The central premise of the film investigates whether the famous Vietnam War photograph known as The Terror of War — more commonly called “Napalm Girl” — was actually taken by Nguyễn Thành Nghệ, a Vietnamese freelance photographer (stringer), rather than by Nick Ut, the person long credited with it. The film follows a two-year investigative effort led by conflict photographer Gary Knight and a team of journalists, starting from a confession by a former Saigon photo editor. That editor — after more than 50 years — claimed he was haunted by the knowledge that the photo might have been miscredited.

The issue of photo/film credit might seem trivial to some.  But the film demonstrates otherwise.  Beyond authorship, the documentary argues this revelation raises questions about how war photography — and those who risked their lives to capture it — have been credited, especially local and freelance journalists whose contributions may have been overlooked or erased.

The feel of the film is gripping and urgent, making the doc an absorbing piece of investigative journalism.  The film challenges decades of established journalistic history by claiming that journalism for the photo may have been wrongly assigned.

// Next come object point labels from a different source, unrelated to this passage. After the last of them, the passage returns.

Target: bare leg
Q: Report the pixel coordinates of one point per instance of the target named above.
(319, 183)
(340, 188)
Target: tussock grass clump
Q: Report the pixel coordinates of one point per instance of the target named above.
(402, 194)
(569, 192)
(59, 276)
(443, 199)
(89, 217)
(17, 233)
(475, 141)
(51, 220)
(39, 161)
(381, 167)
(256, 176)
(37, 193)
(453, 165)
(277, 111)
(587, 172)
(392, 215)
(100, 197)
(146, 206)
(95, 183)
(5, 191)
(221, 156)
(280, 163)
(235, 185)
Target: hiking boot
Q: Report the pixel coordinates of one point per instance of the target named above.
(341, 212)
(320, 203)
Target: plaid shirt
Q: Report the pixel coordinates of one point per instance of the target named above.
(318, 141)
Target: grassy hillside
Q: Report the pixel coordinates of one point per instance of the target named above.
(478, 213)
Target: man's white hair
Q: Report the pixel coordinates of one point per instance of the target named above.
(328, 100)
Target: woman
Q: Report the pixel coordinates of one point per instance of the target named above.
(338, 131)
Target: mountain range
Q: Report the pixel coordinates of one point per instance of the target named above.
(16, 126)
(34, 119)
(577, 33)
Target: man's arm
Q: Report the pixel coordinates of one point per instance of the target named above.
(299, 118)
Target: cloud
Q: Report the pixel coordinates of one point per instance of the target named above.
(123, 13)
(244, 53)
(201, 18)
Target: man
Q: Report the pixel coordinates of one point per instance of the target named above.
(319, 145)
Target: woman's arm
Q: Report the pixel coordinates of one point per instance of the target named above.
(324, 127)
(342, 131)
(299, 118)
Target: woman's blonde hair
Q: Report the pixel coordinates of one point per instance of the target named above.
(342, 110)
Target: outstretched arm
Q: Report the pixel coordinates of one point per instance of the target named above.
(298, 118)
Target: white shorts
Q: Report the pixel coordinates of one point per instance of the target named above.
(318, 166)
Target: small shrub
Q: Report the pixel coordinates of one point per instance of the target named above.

But the truth is still up for debate.  Not everyone is convinced: The Associated Press (AP) — which long credited Nick Ut — has strongly rebutted the documentary’s claims. Multiple sources from 1972, including colleagues and witnesses, continue to support Ut’s authorship. AP’s stance: without conclusive new evidence, they believe Ut remains the rightful credit.

The question then is, when a stringer sells a photo, does he sell his rights as well?  If the rights are not mentioned, it could be argued that the rights had been sold as well.

`The film also raises broader, systemic questions about how local and freelance journalists — often working under dangerous, exploitative conditions — have been marginalized, their contributions erased or miscredited.

The film premiered at the Sundance Film Festival in January 2025 and has since been acquired by Netflix.  The film is currently streaming beginning this week on Netflix.